Oh and I made the curtain rods haha they are actually pvc pipe with fence finials on each end then I made little stand offs to lift them up and screwed them right into the wood.


----------



## Pumpkin5 (Aug 8, 2010)

:jol:Looks so good BA! Love the pumpkins hanging from the trees!


----------



## Bone Dancer (Oct 7, 2005)

Looking good, and I love the slab, never thought of making one even if it was just a static prop. So how do the folk next door feel. I would feel kinda cheap if I didnt do anything.


----------



## Wildcat (Nov 3, 2007)

Looks awesome. Agree with Roxy that I'd love to live next to you.


----------



## drevilstein (Sep 17, 2013)

nice yard, very well put together.


----------



## BIGANT (Jul 13, 2010)

haha thanks everyone! Luckily the neighbors love it and look forward to the setup each year. I was speaking with one of them and they said they would love to decorate as well but they just never have the time. So I told them about the Ditto Christmas trend haha


----------



## BIGANT (Jul 13, 2010)

updated with a video!! I have more detailed photos on my facebook page as well if anyone wants some close up photos


----------



## tjc67 (Jul 28, 2013)

Excellent work, I think Sparky was my favorite. You also have an excellent house/yard to work with the various features adding to it instead of detracting from it.


----------



## jdubbya (Nov 6, 2005)

The video was awesome!! Love everything about it. The upstairs window projections are great as are the lit pumpkins from the trees. This is just the all inclusive Halloween display. Love it!


----------



## drevilstein (Sep 17, 2013)

Stunning display, love everything about it!


----------



## Pumpkin5 (Aug 8, 2010)

:jol:Your video is amazing! I love all the details and your lighting is PERFECTION! I adore the way you have your tree uplit...it actually makes it very haunted looking...just with the lighting. Of course, all your scene setting and one of a kind props help with the 'haunted' look too.


----------



## BIGANT (Jul 13, 2010)

Thanks so much everyone!!!


----------



## IMU (Apr 8, 2009)

Nice work ... watch your youtube videos all the time.


----------



## BIGANT (Jul 13, 2010)




----------



## lewlew (Mar 15, 2006)

Simply amazing to see all those elements coming together into one fantastic haunt! So many details and effects! Well done!


----------



## RoxyBlue (Oct 6, 2008)

Hey, those two skellies in the car were not wearing their seatbelts. They could get hurt that way

I'm a big fan of cemetery scenes and yours has everything a cemetery could possibly want - fencing, columns, coffin and pall bearers, tombstones, mausoleum/crypt façade, and lanterns (I love how you put some in the tree, BTW - adds a height dimension to the view).

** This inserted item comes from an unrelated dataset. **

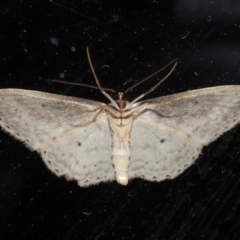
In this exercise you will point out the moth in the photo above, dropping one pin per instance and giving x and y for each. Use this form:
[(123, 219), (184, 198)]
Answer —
[(93, 142)]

You made excellent use of projections throughout the display. The framed picture of the lady who turns ghoulish must have seemed like magic to your visitors.


----------



## Rahnefan (May 1, 2009)

Looks like a lot of fun. Nice job hiding the projector for your pumpkins.


----------



## Eric Striffler (May 6, 2006)

Looks like a blast! I must say, the orange lights hanging from the trees are gorgeous. Love how they contrast with the darkness, as well as the overall blue and green tone.


----------



## BIGANT (Jul 13, 2010)

Thanks everyone!!!!


----------



## jdubbya (Nov 6, 2005)

Eric Striffler said:


> Looks like a blast! I must say, the orange lights hanging from the trees are gorgeous. Love how they contrast with the darkness, as well as the overall blue and green tone.


^^this^^ Those lanterns are really spectacular. Would love to know how you made them.
The video was Halloween perfection! All the elements of a family friendly display. So great to see the big crowds and the footage of the kids lined up at the fence just taking it all in! You'll be the "Davis Graveyard" of Florida! Just fantastic!!


----------



## BIGANT (Jul 13, 2010)

jdubbya said:


> ^^this^^ Those lanterns are really spectacular. Would love to know how you made them.
> The video was Halloween perfection! All the elements of a family friendly display. So great to see the big crowds and the footage of the kids lined up at the fence just taking it all in! You'll be the "Davis Graveyard" of Florida! Just fantastic!!


Haha thanks!!!!!! I will make a video of how I made the lanterns in the next few weeks every year I get asked so many questions about them and its one of those things I made and didnt really think anyone would ever notice them as much as they do so I never made a video for them.


----------



## akalerb (Sep 8, 2010)

Wow! Very cool. I've never done much outside...ours was always a haunt in the garage. You have definitely done it right!


----------



## The Halloween Lady (Aug 18, 2010)

Yep, definately makes me happy, very very happy!


----------



## punkineater (Apr 26, 2014)

What a treat for the eyes...I could stand there for hours watching all of the animatronics, pneumatics and projections...yup, I'd be the 'creepy old broad' revisiting every night


----------